Below we explore the volume, price, and revenue forecast for major gold companies, and how Newmont Goldcorp is increasing its market share

Volume Trends

  • Newmont Goldcorp leads the gold mining market with respect to volume sales, with about 6.5 million ounces of gold sold in 2019, followed by Barrick Gold, Kinross Gold, and Freeport-McMoRan, which posted volume sales of 5.5 million, 2.5 million, and 1.0 million, respectively. Newmont and Barrick saw sharp volume growth in 2019 due to mergers with Goldcorp and Randgold Resources, respectively.
  • However, the entire effect of merger with Goldcorp was not incorporated as the deal concluded in April 2019. Thus, with 2020 being the first full year post the deal, Newmont’s gold output is expected to rise further, while Barrick’s is expected to remain flat.
  • All companies except Newmont and Freeport-McMoRan are likely to see their volume decrease from 2019 to 2025 in the absence of any major deal during this period.
  • Newmont Goldcorp’s total asset portfolio along with exploration and processing infrastructure is much superior compared to Barrick Gold, and one of the best in the industry.
  • Freeport’s volume growth is to be mainly driven by a low base in 2019 due to mine transition work at Grasberg.
  • Thus, Newmont is set to outperform its rivals and increase its volume sales from 6.5 million ounces in 2019 to 7.7 million ounces in 2025.

Price Trends

  • Price realization is expected to see a slight uptick for Newmont due to its superior grades and with global gold prices expected to remain elevated. Newmont’s price realization is expected to rise from $1,400/ounce in 2019 to $1,490/ounce by 2025.
  • Barrick could see lower price realization as lower-grade ores from its African mines begin to form a major portion of its portfolio.
  • Freeport-McMoRan’s and Kinross’ price realization is expected to remain range bound around $1,380-$1,400.
  • Thus, Newmont’s output is likely to see higher growth in prices compared to its rivals.

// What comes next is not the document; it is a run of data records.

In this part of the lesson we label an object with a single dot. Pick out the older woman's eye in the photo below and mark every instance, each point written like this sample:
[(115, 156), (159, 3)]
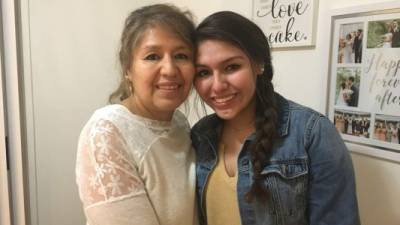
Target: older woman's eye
[(202, 73), (152, 57), (232, 67), (181, 56)]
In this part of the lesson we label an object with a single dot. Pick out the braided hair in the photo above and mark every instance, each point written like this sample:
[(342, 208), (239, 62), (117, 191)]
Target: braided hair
[(241, 32)]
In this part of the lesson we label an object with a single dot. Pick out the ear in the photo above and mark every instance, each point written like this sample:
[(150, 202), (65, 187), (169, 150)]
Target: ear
[(128, 75), (259, 69)]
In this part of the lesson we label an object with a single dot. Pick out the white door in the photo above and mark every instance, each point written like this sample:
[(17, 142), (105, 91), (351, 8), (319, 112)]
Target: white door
[(5, 217), (69, 67)]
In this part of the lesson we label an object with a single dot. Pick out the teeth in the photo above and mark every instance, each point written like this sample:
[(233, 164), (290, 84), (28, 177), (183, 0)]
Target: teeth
[(224, 99), (168, 87)]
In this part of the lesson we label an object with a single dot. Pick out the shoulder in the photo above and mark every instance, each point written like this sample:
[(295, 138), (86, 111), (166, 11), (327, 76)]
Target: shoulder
[(180, 120), (205, 124)]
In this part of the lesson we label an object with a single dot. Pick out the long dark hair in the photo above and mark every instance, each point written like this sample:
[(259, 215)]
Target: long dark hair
[(241, 32)]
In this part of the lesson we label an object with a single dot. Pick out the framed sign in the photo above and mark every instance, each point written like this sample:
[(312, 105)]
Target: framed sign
[(364, 87), (287, 23)]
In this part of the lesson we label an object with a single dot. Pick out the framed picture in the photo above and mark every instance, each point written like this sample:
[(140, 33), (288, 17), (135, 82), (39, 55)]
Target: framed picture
[(287, 23), (364, 78)]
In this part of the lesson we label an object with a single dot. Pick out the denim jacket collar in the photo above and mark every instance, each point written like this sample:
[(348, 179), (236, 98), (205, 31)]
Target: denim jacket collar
[(213, 131)]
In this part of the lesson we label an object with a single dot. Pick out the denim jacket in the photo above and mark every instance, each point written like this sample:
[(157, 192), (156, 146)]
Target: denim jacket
[(310, 177)]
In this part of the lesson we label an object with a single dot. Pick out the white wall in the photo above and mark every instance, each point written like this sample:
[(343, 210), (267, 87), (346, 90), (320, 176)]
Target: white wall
[(70, 65)]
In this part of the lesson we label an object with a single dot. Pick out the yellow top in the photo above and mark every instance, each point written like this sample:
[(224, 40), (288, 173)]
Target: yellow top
[(221, 196)]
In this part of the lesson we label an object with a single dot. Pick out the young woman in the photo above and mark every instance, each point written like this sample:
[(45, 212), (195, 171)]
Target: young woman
[(262, 159), (135, 163)]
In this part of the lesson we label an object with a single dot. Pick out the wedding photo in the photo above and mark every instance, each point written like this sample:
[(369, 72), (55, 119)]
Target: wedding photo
[(384, 34), (387, 129), (352, 123), (350, 43), (347, 86)]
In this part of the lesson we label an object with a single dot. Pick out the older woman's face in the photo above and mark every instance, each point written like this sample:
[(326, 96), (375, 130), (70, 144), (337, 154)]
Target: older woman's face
[(161, 73)]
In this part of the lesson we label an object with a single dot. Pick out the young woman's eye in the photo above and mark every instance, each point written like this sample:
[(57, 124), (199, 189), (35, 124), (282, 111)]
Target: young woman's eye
[(202, 73), (232, 67), (181, 56), (152, 57)]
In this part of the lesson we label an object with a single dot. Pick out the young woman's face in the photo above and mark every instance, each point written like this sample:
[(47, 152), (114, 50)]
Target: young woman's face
[(225, 79), (161, 73)]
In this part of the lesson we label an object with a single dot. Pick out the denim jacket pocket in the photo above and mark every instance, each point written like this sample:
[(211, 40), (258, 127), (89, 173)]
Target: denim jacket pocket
[(287, 183)]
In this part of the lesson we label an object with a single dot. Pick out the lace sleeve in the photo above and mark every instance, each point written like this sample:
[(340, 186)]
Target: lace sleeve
[(109, 185)]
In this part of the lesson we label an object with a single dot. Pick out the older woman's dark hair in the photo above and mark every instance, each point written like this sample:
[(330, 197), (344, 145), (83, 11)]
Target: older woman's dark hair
[(247, 36)]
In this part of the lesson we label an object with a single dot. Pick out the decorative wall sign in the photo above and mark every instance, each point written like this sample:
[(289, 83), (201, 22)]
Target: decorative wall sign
[(287, 23), (364, 96)]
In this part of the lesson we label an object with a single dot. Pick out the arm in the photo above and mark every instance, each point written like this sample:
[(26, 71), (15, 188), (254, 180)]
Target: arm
[(332, 193), (110, 187)]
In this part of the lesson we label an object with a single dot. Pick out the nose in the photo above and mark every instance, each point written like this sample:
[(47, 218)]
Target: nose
[(168, 67), (219, 83)]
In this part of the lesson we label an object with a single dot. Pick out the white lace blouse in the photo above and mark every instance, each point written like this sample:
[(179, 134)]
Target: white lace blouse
[(133, 170)]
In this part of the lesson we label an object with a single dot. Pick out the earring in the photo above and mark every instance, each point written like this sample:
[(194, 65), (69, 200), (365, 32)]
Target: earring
[(262, 69), (129, 84)]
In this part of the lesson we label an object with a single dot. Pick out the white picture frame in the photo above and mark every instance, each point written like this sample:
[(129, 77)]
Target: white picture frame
[(287, 23), (376, 75)]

Rise in Revenue and Market Share

  • Newmont is expected to see a growth of 27% as its revenue is likely to grow from $9 billion in 2019 to $11.5 billion in 2025. Barrick and Kinross could see a slight reduction in revenue base. Though FCX’s revenue base is expected to expand, it is mostly due to a low base in 2019.
  • Newmont Goldcorp’s market share in the gold market is expected to rise from 39.1% in 2019 to reach 45% by 2025.
  • This compares with Barrick’s Market share decline from 39.7% in 2019 to 30.4% in 2025; Kinross’ market share decline from 15.1% in 2019 to 12.1% in 2025; and Freeport-McMoRan’s market share growth from 6% in 2019 to 12.5% in 2025.

Thus, Newmont-Goldcorp, with a higher market share in the medium term, is likely to be the dominant player in the gold sector, primarily benefiting from inorganic growth strategies, superior processing infrastructure, higher-grade ores, geographic diversification, and elevated global gold price levels.